Nuclear power
Seven nuclear reactors, with a combined capacity of 6,525 MW, were in operation in South Carolina by 1986; the first one was generating electricity in 1970. By the start of the twenty-first century, more than half (52.2 percent) of the electricity generated in the state was created by nuclear fission, as compared to about 20 percent for the United States as a whole.
Nuclear power was first used to generate electricity in South Carolina at a small, 17 megawatt (MW = 1,000,000 watts) experimental prototype by South Carolina Electric and Gas (SCE&G) and partners at Parr from 1963 to 1967. Inspired by this and by the Atoms for Peace program of the federal government, in 1967 the General Assembly passed the Atomic Energy and Radiation Control Act (Act No. 223). A primary goal of the act was to attract new, high technology industry (nuclear and otherwise), with the legislation designating responsibility for promoting and developing “atomic energy resources” in South Carolina to the State Development Board. This led to the creation of nuclear-powered electrical generation plants and the creation of the Barnwell Low Level Radioactive Disposal site. The state had earlier experienced the benefits of a similar effort in the early 1950s with the creation of the Savannah River Site (SRS), which produced tritium and plutonium for nuclear weapons and also provided a repository for high-level radioactive waste.
Seven nuclear reactors, with a combined capacity of 6,525 MW, were in operation in South Carolina by 1986; the first one was generating electricity in 1970. By the start of the twenty-first century, more than half (52.2 percent) of the electricity generated in the state was created by nuclear fission, as compared to about 20 percent for the United States as a whole. Few other states can claim such a strong nuclear profile. In terms of the percentage of electricity needs generated with nuclear power, South Carolina is second only to Vermont. In terms of overall nuclear capacity, South Carolina trails only Pennsylvania and Illinois.
Replacing this nuclear production of electricity with coal-fired production would have required more than 22 million metric tons of coal. One gram of plutonium or uranium contains the energy of two tons of coal or one ton of oil. If uranium were replaced with coal, 277,000 tons of sulfur dioxide, 139,000 tons of nitrogen oxides, and 11,740,000 metric tons of carbon dioxide would have been released into the South Carolina atmosphere in 2000 alone.

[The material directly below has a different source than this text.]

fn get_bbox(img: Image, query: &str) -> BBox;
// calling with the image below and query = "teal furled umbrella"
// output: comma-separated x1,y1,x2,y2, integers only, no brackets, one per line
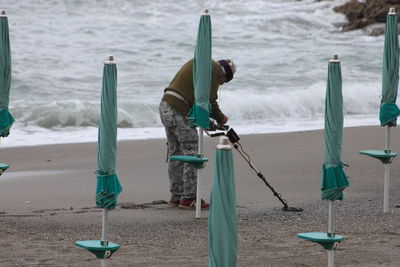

All of the commercial nuclear reactors in South Carolina are pressurized water reactors. This means that the primary reactor coolant is maintained at a pressure that is high enough to prevent boiling in the reactor core. The core consists of roughly one hundred fuel modules, each of which is made up of a few hundred fuel rods. Inside each sealed fuel rod are cylindrical fuel pellets that contain uranium oxide in a ceramic matrix. The primary coolant carries the heat produced by fission of the uranium atoms to steam generators, where a separate, secondary water circuit is heated to produce steam. This steam is piped outside the primary containment room to turbine generators to produce electricity. As a result of this and the use of cooling water (a third water circuit), the steam is condensed into liq- uid water and returned to the steam generators. All of this resides inside a secondary containment barrier. These multiple barriers keep nearly all radiation from being released to the environment.
Some low-level radioactive waste (LLRW) is generated in the process of monitoring and maintaining the reactor plant and is buried in the Barnwell LLRW repository. The expended fuel modules are stored on site at the reactor plants, pending the opening of a federal high-level radioactive waste facility under Yucca Mountain, Nevada. South Carolinians are exposed to natural radioactivity that far exceeds what is released by these plants. Medical exposures are even higher. Nevertheless, nuclear power has been, and remains, a controversial subject in South Carolina and elsewhere. Critics cite environmental and safety concerns, especially regarding the storage of radioactive waste in South Carolina and in the wake of highly publicized accidents at nuclear power plants at Three Mile Island in Pennsylvania and at Chernobyl in the Soviet Union.
South Carolina Nuclear Waste Task Force. Report of the South Carolina Nuclear Waste Task Force. Vol. 1, Report of the Task Force, December 15, 1999. Columbia: South Carolina Nuclear Waste Task Force, 1999.